A letter to Santa: AI Chamber’s Christmas wishlist under the tree
Dear Santa,
We are writing to you from Central and Eastern Europe, but perhaps you could grant these wishes to all the researchers, technologists and entrepreneurs of the EU. We assure you we’ve been very good this year – instead of training our models on pirated copies of Home Alone, we’ve spent our time trying to decipher the mounting list of European tech regulations.
Unfortunately last year, instead of presents, we found a whole pile of “spaghetti law” under the tree – a web of rules so tangled that only an army of lawyers can digest it. We do not feel we deserve to be punished this way and we beg you to reconsider when handing out this year’s presents.
Santa, have you read the Draghi report? It’s clear: we either become a technological power or face a slow decline.
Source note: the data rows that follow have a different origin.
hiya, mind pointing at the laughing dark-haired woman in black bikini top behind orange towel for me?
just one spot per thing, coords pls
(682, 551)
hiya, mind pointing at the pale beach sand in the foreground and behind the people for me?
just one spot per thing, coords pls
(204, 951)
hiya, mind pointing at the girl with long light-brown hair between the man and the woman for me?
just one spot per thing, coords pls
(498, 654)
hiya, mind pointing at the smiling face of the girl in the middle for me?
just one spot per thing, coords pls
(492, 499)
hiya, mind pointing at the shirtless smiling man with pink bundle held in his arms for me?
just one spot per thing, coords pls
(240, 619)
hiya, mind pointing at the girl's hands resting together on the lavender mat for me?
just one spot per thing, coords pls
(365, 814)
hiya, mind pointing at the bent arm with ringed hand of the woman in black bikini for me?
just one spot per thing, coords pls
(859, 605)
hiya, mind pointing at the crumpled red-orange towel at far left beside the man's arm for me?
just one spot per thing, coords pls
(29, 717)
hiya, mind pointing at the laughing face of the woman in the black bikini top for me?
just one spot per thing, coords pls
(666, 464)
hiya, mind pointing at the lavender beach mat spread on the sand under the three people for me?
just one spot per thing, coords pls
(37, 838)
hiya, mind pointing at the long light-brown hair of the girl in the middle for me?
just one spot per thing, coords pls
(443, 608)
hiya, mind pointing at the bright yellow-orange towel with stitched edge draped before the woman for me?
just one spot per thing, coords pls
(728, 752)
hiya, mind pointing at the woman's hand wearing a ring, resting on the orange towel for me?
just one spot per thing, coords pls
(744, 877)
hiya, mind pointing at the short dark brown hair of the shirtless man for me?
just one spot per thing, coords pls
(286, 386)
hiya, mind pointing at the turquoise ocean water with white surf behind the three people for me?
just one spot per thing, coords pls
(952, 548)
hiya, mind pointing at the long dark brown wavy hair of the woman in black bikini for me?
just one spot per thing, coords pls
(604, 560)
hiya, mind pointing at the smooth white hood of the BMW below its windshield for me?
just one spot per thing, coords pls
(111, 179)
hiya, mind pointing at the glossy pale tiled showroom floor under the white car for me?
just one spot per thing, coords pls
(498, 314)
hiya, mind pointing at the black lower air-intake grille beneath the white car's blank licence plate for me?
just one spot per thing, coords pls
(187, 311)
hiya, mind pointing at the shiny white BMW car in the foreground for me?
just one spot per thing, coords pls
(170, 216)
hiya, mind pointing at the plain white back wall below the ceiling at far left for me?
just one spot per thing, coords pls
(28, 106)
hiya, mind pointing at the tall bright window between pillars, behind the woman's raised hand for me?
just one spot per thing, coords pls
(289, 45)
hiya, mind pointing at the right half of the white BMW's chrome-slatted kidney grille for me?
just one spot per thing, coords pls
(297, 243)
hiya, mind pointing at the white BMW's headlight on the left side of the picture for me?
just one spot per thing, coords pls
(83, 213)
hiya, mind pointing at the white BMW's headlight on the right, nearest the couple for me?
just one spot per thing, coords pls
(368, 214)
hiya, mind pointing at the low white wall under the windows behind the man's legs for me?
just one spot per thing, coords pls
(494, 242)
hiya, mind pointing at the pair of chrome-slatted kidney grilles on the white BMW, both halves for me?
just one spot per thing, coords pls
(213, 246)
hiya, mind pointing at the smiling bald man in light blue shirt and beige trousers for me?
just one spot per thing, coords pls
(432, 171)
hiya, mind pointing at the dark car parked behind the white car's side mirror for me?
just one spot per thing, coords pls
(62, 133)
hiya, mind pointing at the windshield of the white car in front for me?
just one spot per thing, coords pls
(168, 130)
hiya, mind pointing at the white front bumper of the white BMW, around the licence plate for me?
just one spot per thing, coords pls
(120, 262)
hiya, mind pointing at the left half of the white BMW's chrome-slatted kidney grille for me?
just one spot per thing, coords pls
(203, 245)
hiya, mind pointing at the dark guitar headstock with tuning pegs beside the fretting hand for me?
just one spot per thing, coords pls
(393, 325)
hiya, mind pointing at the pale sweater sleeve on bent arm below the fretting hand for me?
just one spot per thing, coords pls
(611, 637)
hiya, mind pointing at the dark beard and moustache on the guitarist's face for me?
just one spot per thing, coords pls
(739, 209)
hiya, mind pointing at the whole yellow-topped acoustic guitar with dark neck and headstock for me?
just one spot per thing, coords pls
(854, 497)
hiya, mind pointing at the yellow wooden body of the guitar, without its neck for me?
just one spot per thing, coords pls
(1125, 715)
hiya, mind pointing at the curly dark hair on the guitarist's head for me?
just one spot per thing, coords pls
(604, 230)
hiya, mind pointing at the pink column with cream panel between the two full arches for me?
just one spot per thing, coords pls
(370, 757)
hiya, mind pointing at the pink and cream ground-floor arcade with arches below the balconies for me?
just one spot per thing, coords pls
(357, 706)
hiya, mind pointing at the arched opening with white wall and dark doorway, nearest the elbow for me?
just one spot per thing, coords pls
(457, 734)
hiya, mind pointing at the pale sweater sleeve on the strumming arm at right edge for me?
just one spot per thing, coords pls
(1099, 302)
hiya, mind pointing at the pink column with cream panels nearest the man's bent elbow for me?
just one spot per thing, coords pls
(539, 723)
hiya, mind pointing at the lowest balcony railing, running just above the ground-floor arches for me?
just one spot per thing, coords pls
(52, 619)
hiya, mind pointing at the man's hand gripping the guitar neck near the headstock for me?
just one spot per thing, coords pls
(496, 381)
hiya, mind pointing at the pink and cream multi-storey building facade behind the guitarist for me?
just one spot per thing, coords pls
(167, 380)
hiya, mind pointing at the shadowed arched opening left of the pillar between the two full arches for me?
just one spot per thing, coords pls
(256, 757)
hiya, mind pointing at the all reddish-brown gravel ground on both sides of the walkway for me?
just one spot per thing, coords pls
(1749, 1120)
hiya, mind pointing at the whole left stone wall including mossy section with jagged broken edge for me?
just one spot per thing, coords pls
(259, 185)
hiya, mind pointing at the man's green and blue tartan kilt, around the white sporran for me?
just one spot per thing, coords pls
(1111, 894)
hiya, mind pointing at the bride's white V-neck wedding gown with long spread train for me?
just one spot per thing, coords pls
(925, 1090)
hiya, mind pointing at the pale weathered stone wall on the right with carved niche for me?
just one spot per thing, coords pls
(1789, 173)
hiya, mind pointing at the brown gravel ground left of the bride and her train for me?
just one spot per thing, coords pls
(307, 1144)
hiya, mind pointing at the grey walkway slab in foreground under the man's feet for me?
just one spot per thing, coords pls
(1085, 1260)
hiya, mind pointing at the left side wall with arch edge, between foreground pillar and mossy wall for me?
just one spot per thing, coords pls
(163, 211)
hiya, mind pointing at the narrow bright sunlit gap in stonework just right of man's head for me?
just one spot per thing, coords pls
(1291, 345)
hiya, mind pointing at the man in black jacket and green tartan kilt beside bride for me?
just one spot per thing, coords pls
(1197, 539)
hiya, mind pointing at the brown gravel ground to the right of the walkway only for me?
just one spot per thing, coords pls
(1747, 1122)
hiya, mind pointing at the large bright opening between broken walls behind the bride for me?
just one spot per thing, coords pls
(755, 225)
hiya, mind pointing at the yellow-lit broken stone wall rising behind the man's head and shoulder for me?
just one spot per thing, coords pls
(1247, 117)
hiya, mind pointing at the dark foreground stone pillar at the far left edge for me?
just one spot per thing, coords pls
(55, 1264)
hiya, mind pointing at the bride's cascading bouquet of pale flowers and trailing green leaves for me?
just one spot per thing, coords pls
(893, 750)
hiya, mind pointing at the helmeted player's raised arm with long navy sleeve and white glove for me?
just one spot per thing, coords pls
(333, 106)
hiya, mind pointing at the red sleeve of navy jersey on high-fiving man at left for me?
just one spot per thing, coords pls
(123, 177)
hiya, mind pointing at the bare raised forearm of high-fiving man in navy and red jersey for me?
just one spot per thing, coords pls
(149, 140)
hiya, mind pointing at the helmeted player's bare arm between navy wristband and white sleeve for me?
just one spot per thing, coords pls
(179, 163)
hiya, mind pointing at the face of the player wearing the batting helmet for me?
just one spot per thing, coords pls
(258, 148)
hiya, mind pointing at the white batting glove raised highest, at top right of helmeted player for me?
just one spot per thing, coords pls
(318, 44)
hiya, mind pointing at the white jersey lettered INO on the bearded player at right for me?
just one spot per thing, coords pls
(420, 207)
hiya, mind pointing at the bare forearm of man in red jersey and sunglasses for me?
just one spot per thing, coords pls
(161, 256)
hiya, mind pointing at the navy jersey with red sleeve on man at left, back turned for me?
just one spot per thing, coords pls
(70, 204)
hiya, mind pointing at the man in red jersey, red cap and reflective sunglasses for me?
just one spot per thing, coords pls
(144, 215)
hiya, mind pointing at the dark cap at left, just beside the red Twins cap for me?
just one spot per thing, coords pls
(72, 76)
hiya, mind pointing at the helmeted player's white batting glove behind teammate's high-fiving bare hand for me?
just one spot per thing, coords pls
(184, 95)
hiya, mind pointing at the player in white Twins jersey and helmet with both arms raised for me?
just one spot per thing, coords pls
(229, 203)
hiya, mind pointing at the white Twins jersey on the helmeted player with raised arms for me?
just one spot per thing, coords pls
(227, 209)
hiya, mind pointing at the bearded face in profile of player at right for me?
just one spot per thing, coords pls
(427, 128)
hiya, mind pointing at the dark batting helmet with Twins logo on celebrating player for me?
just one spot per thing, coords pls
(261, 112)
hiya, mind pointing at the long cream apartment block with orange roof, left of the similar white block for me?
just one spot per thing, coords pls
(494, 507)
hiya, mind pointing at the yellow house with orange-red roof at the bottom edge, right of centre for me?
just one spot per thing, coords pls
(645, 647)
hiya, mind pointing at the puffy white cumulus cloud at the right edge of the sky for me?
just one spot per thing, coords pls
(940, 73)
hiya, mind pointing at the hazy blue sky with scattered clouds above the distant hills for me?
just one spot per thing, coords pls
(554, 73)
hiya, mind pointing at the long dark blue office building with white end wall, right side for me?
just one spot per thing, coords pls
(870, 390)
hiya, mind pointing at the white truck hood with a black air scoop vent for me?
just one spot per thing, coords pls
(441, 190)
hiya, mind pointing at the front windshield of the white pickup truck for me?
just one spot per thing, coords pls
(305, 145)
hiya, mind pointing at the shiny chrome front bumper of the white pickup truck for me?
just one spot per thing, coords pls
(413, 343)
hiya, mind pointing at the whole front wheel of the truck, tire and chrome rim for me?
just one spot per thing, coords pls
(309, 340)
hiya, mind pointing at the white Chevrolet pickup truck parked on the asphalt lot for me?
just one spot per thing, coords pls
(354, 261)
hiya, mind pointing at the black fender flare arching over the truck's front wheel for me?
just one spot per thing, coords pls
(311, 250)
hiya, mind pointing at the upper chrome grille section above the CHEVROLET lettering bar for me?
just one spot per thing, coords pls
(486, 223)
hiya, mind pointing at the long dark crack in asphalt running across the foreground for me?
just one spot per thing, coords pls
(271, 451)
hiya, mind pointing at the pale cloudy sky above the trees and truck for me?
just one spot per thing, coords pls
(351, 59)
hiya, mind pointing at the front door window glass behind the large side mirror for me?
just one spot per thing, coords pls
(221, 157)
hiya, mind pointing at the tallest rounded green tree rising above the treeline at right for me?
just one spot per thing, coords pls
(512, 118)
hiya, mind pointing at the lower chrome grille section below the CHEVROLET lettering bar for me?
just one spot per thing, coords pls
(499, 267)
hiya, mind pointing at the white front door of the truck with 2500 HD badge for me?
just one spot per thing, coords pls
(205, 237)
Before Europe permanently loses its global technological and economic standing, we are asking you for these 7 small gifts to help us find our way out of these digital woods:
1. An instant “Stop the Clock” button for the AI Act
Santa, our elves (developers) can’t keep up with patching code for new regulations that treat AI primarily as a threat. We ask for an unconditional, two-year postponement of the remaining provisions of the AI Act. We want to chase the USA and China, not waste time filling out forms while the competition “wins the race”. This gift would allow us to catch our breath and maybe rethink if this is indeed the best approach to regulating AI.
2. Very sharp scissors to cut through the “spaghetti law”
Please, please bring us a sharp tool to help with a radical simplification of the law. Current rules are so complex that innovators spend their budgets on lawyers and consultants just to find out if their idea is even legal. We want clear compliance pathways for SMEs, not “law for the tech giants”. The digital Omnibus package is a good place to start, but we would really love to cut through a lot more than that! We want SMEs to be able to compete without needing a legal department larger than their IT department. On second thoughts – I think a CHAINSAW would be much better!
3. An impenetrable shield for Articles 3 and 4 of the CDSM Directive
In the upcoming revision of the Copyright Directive (CDSM), please protect and (dare we say it?) expand and fortify the Text and Data Mining (TDM) exceptions. Without a stable legal basis for training models on open internet data, AI research in Europe will simply grind to a halt. Don’t let courts and politicians take away the fuel for our innovation. Other jurisdictions are already ahead, let AI training survive in Europe!
4. Robust “Legitimate Interest” basis in GDPR
We dream that confirming AI training can fully and unequivocally rely on “legitimate interest” as a legal basis becomes a reality, not just wishful thinking. We need clear rules that aren’t interpreted differently in every single Member State and aren’t subject to the whims of officials. This is another key prerequisite to creating an environment for creating truly European AI. Having taken appropriate steps to mitigate risks the AI trainers should be shielded from undue data protection interference for individual actors.
5. One big chimney instead of twenty (Single Entry Point)
Instead of reporting cybersecurity incidents to ten different offices under NIS2, CRA, and DORA, we ask for a Single Entry Point (SEP). We want to report in the country of our main establishment and have liability protection for being compliant there. The current fragmentation is a gift only to hackers and a nightmare for our teams, forced to divert resources from providing real security to dealing with piles of reports and red tape.
Santa! We strongly believe that economic progress is not a threat to our values, but the only way to preserve them in the long run. Without the return to a path of prosperity and hope for our citizens, the whole European project is at risk. If you grant these wishes, we promise you that next years’ presents will be designed, trained, and manufactured right here in Europe.
With hope for a maxed-out “Digital Omnibus” on steroids and real simplification. Oh and throw in the 28th regime from Mr. Letta while you’re at it. Pretty please!